We're now ready to do some testing with the Heritrix crawler. I know the current version of Graves is useless for the crawler because everything is a db query rather than a URL; the new one all URL-based, so I'd like to set up a test crawl asap and compare the results with what's in archive.org at the moment. I'll enlist CD's help with that.
The other thing I'd like to start working on is creating a site configuration for Solr. I think we have a decision to make at this point, though: do we go ahead and deploy the new site on a fresh eXist instance and then point the graves.uvic.ca domain name at it, or should we be a little cautious and wait till the Heritrix testing is done before trying that?
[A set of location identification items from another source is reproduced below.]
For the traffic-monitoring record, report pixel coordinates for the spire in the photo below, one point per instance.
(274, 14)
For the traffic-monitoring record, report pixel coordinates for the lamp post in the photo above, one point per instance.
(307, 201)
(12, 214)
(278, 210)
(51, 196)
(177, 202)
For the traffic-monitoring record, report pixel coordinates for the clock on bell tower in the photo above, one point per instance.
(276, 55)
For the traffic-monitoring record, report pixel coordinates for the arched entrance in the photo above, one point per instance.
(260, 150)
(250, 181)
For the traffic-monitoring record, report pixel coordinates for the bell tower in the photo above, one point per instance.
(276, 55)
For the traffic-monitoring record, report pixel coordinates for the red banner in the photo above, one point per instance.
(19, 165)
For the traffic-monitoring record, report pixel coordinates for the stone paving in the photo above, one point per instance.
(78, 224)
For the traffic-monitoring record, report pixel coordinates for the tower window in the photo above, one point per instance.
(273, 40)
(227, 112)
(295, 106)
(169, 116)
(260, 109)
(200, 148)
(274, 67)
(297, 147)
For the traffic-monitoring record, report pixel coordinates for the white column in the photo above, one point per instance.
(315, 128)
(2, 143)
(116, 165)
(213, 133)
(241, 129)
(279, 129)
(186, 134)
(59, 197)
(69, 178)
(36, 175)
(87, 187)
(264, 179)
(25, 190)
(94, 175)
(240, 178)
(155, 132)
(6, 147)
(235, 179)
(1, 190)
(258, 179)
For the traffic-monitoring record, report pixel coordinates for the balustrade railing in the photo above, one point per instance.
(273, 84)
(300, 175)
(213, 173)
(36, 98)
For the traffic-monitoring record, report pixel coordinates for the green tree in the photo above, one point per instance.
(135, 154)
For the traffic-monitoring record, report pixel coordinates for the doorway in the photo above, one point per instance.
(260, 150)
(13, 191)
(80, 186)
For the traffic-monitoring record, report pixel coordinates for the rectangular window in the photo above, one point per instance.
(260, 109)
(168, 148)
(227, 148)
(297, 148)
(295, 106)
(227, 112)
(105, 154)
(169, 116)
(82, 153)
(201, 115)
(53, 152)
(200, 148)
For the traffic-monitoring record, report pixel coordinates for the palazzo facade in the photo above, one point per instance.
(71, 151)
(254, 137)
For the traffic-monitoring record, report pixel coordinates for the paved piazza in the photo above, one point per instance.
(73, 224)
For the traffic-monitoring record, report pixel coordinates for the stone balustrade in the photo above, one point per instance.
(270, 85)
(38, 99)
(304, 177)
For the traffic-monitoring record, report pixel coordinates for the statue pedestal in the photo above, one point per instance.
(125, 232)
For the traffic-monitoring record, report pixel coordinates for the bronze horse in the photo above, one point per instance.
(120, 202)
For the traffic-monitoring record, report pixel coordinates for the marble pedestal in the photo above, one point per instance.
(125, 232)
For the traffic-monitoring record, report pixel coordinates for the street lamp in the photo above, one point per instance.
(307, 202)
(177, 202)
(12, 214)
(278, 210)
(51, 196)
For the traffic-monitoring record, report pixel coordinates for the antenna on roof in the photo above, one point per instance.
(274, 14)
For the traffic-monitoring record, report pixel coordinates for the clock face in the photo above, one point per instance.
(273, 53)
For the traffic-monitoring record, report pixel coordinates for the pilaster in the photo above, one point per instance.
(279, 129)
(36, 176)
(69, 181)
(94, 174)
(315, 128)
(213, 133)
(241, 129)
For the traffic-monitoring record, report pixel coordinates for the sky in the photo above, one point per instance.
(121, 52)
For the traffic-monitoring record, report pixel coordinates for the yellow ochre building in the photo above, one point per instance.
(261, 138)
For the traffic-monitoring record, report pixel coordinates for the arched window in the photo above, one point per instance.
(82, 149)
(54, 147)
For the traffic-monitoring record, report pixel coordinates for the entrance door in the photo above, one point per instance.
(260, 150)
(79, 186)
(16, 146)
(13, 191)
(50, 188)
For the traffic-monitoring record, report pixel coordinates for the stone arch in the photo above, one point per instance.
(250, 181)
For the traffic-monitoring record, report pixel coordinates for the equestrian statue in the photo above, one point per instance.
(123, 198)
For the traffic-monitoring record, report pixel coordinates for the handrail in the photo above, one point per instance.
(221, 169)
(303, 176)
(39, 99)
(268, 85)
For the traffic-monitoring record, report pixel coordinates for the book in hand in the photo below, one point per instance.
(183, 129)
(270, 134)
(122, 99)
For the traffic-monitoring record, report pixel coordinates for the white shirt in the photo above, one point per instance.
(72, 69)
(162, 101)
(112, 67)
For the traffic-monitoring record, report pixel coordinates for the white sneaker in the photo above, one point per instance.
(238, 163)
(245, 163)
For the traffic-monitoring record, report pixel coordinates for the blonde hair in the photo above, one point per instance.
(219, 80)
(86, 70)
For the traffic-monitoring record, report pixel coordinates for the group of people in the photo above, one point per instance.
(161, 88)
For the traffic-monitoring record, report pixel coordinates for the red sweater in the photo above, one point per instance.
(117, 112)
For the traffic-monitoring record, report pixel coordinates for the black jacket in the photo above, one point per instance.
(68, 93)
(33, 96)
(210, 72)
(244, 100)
One more thing to think about:
The page-images all currently live in a folder on our Tomcat server, served by the old web application, and the static build is simply pointing at them. Obviously we should eventually pull them into SVN and build them into the eXist webapp and the static build. That will add about 160MB to the size of the svn repo (which is no problem) and twice that much to the products on Jenkins (which is a problem, because the Jenkins server has very little disk space free at this point). What I propose to do is to parameterize the build so that it can be run with a switch that says "point to remote images" (default for now) and "assume local images" (which I won't use till we're ready). Then I need to get sysadmin to give me more disk space on Jenkins, and we can go ahead and switch to a local build.
I've implemented the search, a process which required some changes to the way metadata (particularly dates) was stored in the HTML header; I've made a start on the results-paging functionality, with a lot more to do, and I've fixed some oddities and bugs in the rendering. I also want to give some more attention to turning a submitted query string into a proper Lucene query; that'll translate to all the projects.